I think what most people are saying is that investing and collecting are two ideas. Investing serves to feed the passion for security, while collecting is a passion. Personally, I've been collecting jars for over 25 years, and the time I've invested in this passion has paid off in ways I could never have imagined. Sure,95% + of the things I've collected have held their value and most have apprecated over the years, while the biggest payoffs have been the countless hours of doing something I love. I truly believe this has made me a better person.  I can't even express how much I,ve enjoyed some of the most interesting people I have ever met....And the education into the true history of our countries early development of industrial growth has been nothing short of WOW. I can go on and on and talk about my passion for collecting things I like all day.....And sometimes I do! I promise this, that if a person spent a lifetime doing what they love, they will leave this place truly rich.


----------



## jarsnstuff (Feb 20, 2020)

Right on ajohn!  If all you're looking for is an investment that gains value over the years, just move along to something else, have a conversation with your investment banker.  Who can put a price on the enjoyment of looking at my jar displays every single day of the year.  And, if I'm lucky, I can go to a bottle show and talk jars with my friends for a couple of hours (or more!).  One other thing, my hubby and I started collecting fruit jars when we became empty nesters in 1993.  Ron passed away in 2009, but I have some great memories of how much fun we had scouting antique malls, buying antique fruit & debating if we wanted anything listed in the current glass house auctions.  Many times I've added something to the collection and think "Ron would have really liked this one".  I'm much richer for the experience, but maybe not in dollars.


----------



## Brewster113 (Feb 21, 2020)

I agree with all of you about collecting, buy what you like and buy the best you can.

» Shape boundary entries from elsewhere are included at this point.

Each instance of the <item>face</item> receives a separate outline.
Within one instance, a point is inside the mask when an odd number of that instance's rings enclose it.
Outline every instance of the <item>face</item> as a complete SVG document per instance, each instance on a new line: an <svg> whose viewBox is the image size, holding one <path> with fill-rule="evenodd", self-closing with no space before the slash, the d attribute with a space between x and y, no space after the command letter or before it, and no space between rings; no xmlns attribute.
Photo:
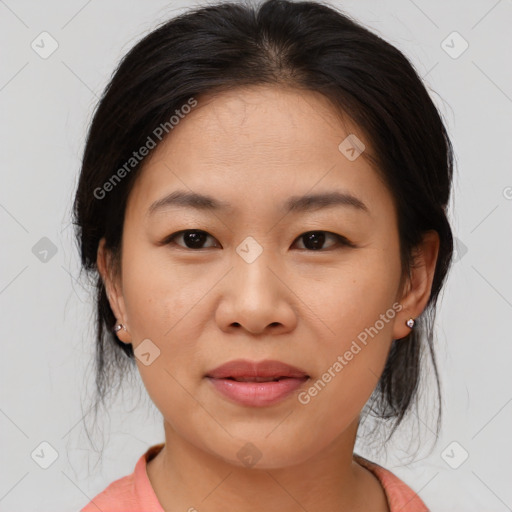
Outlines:
<svg viewBox="0 0 512 512"><path fill-rule="evenodd" d="M364 152L339 149L355 134L371 150L323 96L247 87L197 99L129 196L119 277L102 272L119 337L145 354L142 380L177 438L233 464L247 442L261 467L297 464L357 426L428 293L401 294L392 196ZM177 191L219 205L162 201ZM299 201L335 193L353 198ZM102 269L103 258L100 246ZM235 359L307 378L267 404L253 387L242 403L206 377Z"/></svg>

Never assume that your investment will go up especially a collectable. Case in point beanie babies. I have a collection of squat sodas and thought I had a good investment and then they dug the dome in Toronto and they found so many bottles as it was an early dump that squat sodas took a nosedive and have not recovered. The really good and rare stuff tends to go up until they find another dump.
Bruce


----------



## sandchip (Feb 23, 2020)

I won't add anything here.  Plenty of sage advice already offered.


----------



## ESmith (Aug 24, 2020)

Stamps and coins are doing just fine, so are baseball cards.


----------



## martyfoley (Aug 25, 2020)

People collect for all kinds of reasons.  The thrill of the hunt to fill out the collection, in the case of bottle digging the idea of getting outdoors etc.  Even just the idea of displaying your favorite finds give you a sense of pride and accomplishment.  Learning about the bottling industry and how it grew over the years.  Learning about the way bottles were produced.  For me, its getting a medicine bottle that tells a story.  Something I can learn about, display, and wonder about the story it could tell.  Especially the really crude ones.  Bottom line;  Buy the best, love them, and let the investment side of it take care of itself.  There will always be demand for the better bottles.


----------



## Timelypicken (Aug 25, 2020)

Screwtop said:


> The younger generation needs to get a damn hobby that ain't video games. I am 17, and I have never played a video game in my life, and I'm happy! Bottle hunting, arrowhead hunting, detecting, you name it. If we teach them that it's fun, maybe we'll get interest.
> 
> I have come up with my own theory, and that is the 100th anniversary of WWII coming up. During the 1950s, you could buy a Civil War confederate uniform for $10. Post 1965, prices went up dramatically, going up hundreds of dollars over the next thirty years, until they got to $1,000-$25,000 a piece. I expect the same thing to happen with WWII relics. 2039-2045 will be a boon for this type of collecting in my opinion. That's why I am starting to little by little buy up WWII memorabilia when I can find it, especially the German items, that already go for big money.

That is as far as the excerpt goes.